200th Anniversary Birkbeck Effects: Kemi Badenoch, Fellow, former law student and MP
Kemi Badenoch is the Member of Parliament for the Saffron Walden constituency in Essex, winning her seat at the General Election in the summer of 2017.
She sits on both the Justice Select Committee and the 1922 Executive Committee. Before being elected to Parliament she was a Conservative member of the London Assembly, acting as the GLA Conservatives’ spokesperson for the economy, and was a member of both the Transport and Policing Committees. Prior to the Assembly, Kemi was a director at the Spectator magazine and worked in the financial services sector as associate director at Coutts & Co. Kemi spent some time living in the US and Nigeria as a child, returning to the UK at the age of 16.
She studied Computer Systems Engineering at the University of Sussex and went on to study law at Birkbeck, gaining her degree in 2009.
200th Anniversary Birkbeck Effects: Keith Ajegbo, chair of Stephen Lawrence Trust
Keith was a government adviser from 2006-2009 and the lead writer on the Curriculum Review Diversity and Citizenship, which made a series of recommendations aimed at promoting diversity across the school’s curriculum.
His report concluded that all young people should be able to feel that the ethnic, religious and cultural aspects of their identity are recognised and understood and also gave way to the Who Do We Think We Are? project, which explored subjects including belonging, faith and Britishness.
Keith received an OBE for services to education in 1996 and was knighted in 2007; and graduated with two degrees at Birkbeck in MA Culture, Diaspora and Ethnicity and Contemporary Literature and Culture.
He served as Head of Deptford Green School for 20 years and is now Chair of Blueprint for All (formerly the Stephen Lawrence Trust) and Trustee of APIE, a small education charity working in Rwanda.
200th Anniversary Birkbeck Effects: Sami Zubaida, sociologist
Sami Zubaida is Emeritus Professor of Politics and Sociology at Birkbeck, and also holds posts as Professorial Research Associate at the Food Studies Centre at the School of Oriental and African Studies, and Research Associate at the London Middle East Institute at SOAS.
His research involves the religion, culture, politics and law of the Middle East, with particular attention to Egypt, Iran, Iraq and Turkey. His other research interest is food history and culture, ranging comparatively over Europe, the Middle East and India.
Born in Iraq, Sami Zubaida went to school in Baghdad before studying at the Universities of Hull and Leicester.

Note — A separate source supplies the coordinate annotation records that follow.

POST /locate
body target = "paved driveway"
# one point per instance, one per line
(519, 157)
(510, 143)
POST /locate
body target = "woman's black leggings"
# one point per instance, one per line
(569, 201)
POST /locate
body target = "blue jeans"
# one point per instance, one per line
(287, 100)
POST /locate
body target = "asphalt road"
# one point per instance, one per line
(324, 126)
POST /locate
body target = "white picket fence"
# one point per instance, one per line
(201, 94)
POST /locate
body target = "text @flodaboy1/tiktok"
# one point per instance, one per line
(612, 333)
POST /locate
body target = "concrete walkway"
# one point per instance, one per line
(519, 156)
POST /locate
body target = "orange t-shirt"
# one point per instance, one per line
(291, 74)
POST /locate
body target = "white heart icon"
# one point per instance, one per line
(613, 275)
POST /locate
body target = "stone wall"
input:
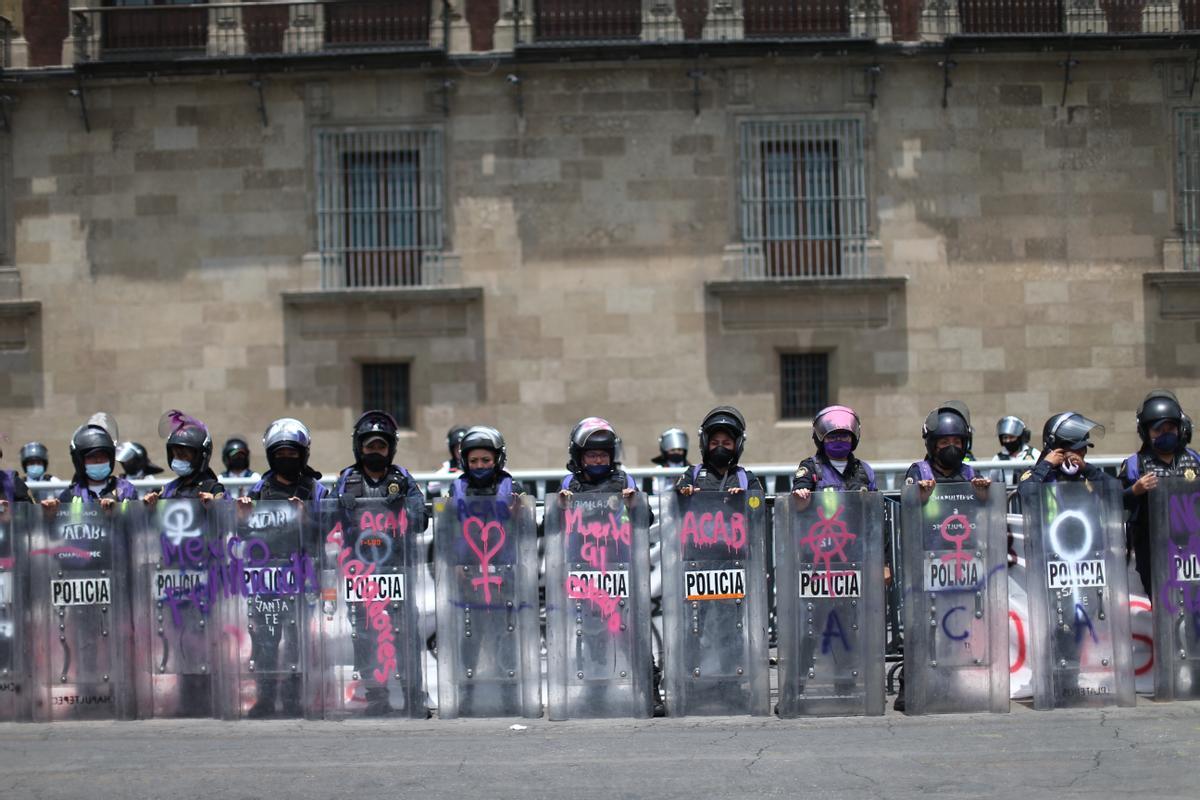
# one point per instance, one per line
(595, 224)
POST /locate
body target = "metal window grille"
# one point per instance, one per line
(385, 389)
(379, 208)
(804, 384)
(802, 193)
(1188, 166)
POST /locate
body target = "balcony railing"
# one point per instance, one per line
(561, 23)
(222, 30)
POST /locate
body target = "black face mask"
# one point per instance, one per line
(288, 468)
(376, 462)
(720, 457)
(949, 457)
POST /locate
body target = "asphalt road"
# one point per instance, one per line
(1152, 750)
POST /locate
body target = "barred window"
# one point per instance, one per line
(804, 384)
(385, 389)
(803, 198)
(1188, 168)
(379, 208)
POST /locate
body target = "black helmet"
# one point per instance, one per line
(88, 439)
(193, 438)
(34, 450)
(375, 423)
(135, 459)
(233, 446)
(1013, 426)
(730, 419)
(485, 438)
(592, 433)
(287, 432)
(1069, 431)
(947, 420)
(1158, 405)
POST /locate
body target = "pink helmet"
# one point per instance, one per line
(835, 417)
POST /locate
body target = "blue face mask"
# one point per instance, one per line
(1167, 443)
(99, 471)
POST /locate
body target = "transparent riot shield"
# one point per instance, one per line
(829, 597)
(1080, 644)
(175, 545)
(79, 606)
(487, 645)
(268, 589)
(714, 596)
(598, 606)
(955, 609)
(15, 684)
(1175, 555)
(371, 572)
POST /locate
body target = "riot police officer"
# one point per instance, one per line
(947, 433)
(94, 455)
(189, 451)
(12, 488)
(1163, 453)
(136, 461)
(1066, 439)
(1014, 445)
(451, 468)
(35, 459)
(723, 438)
(835, 432)
(375, 476)
(235, 457)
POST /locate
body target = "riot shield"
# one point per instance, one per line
(829, 597)
(15, 684)
(486, 566)
(371, 572)
(714, 596)
(955, 551)
(1175, 563)
(598, 606)
(1078, 593)
(175, 545)
(79, 607)
(268, 588)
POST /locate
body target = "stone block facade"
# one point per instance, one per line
(1018, 246)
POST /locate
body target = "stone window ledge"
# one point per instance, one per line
(1179, 293)
(807, 302)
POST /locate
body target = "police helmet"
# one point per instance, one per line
(481, 437)
(375, 423)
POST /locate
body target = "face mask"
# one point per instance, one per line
(1167, 443)
(949, 457)
(376, 462)
(99, 471)
(720, 457)
(288, 468)
(483, 475)
(839, 450)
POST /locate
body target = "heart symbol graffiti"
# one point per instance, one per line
(485, 551)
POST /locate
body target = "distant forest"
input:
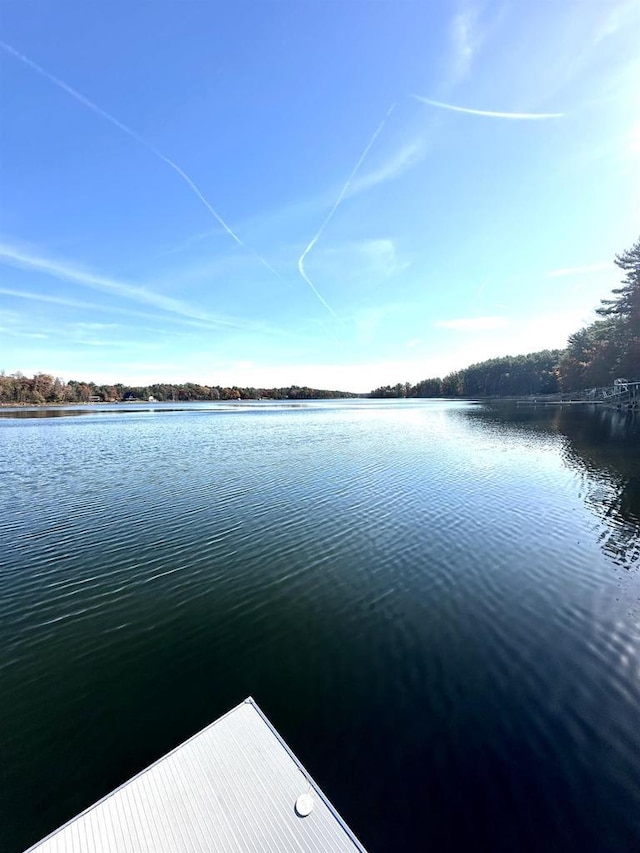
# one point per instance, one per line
(607, 349)
(44, 388)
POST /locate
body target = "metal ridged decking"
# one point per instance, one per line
(231, 787)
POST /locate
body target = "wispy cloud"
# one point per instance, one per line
(463, 39)
(473, 324)
(583, 270)
(142, 141)
(487, 113)
(407, 156)
(336, 205)
(83, 277)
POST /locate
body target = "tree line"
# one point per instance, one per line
(607, 349)
(44, 388)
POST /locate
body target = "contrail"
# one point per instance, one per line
(331, 213)
(132, 133)
(486, 113)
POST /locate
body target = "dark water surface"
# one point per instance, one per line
(437, 605)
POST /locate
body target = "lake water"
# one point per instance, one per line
(437, 604)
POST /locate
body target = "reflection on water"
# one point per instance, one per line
(428, 600)
(603, 447)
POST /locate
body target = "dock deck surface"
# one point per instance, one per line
(231, 787)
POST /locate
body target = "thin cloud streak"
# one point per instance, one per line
(19, 258)
(473, 324)
(336, 205)
(589, 268)
(136, 136)
(487, 113)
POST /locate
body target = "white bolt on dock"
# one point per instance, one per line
(234, 786)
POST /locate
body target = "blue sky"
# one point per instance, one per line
(267, 193)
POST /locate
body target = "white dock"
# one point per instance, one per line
(231, 787)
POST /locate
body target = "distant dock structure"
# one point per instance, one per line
(233, 787)
(623, 394)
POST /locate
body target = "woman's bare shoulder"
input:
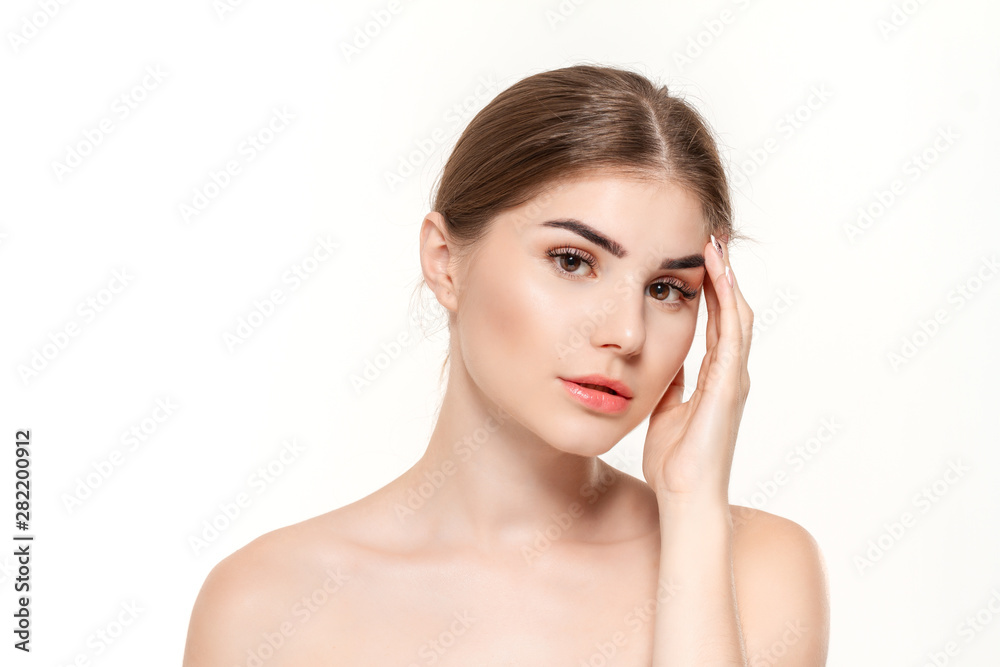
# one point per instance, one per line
(782, 586)
(270, 586)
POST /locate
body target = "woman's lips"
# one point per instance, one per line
(596, 399)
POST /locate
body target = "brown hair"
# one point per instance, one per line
(564, 123)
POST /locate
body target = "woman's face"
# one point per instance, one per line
(572, 283)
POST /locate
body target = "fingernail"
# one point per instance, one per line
(718, 246)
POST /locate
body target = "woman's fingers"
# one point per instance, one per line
(727, 358)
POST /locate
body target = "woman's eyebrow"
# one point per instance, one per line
(616, 249)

200th Anniversary Birkbeck Effects: William Mattieu Williams, phrenologist
William Mattieu Williams was born in 1820 and apprenticed to a mathematical and optical instrument maker in Lambeth. After working from seven to eight, he ran over two kilometres to Southampton Buildings to attend classes at the London Mechanics’ Institute. He was also a painter, operatic singer and traveller.
Williams contended that his classes were of “great value in training their members in independent and vigorous habits of thought, and fitting them to communicate to others any knowledge they possessed.” He exemplified this, eventually giving lectures himself at the Institution and becoming a long-term member of the management committee. He admitted to an “ever-increasing conviction of the solid truth of the great natural laws” of phrenology, a now-debunked early Victorian science on how the shape of the human skull influenced the personality of the individual.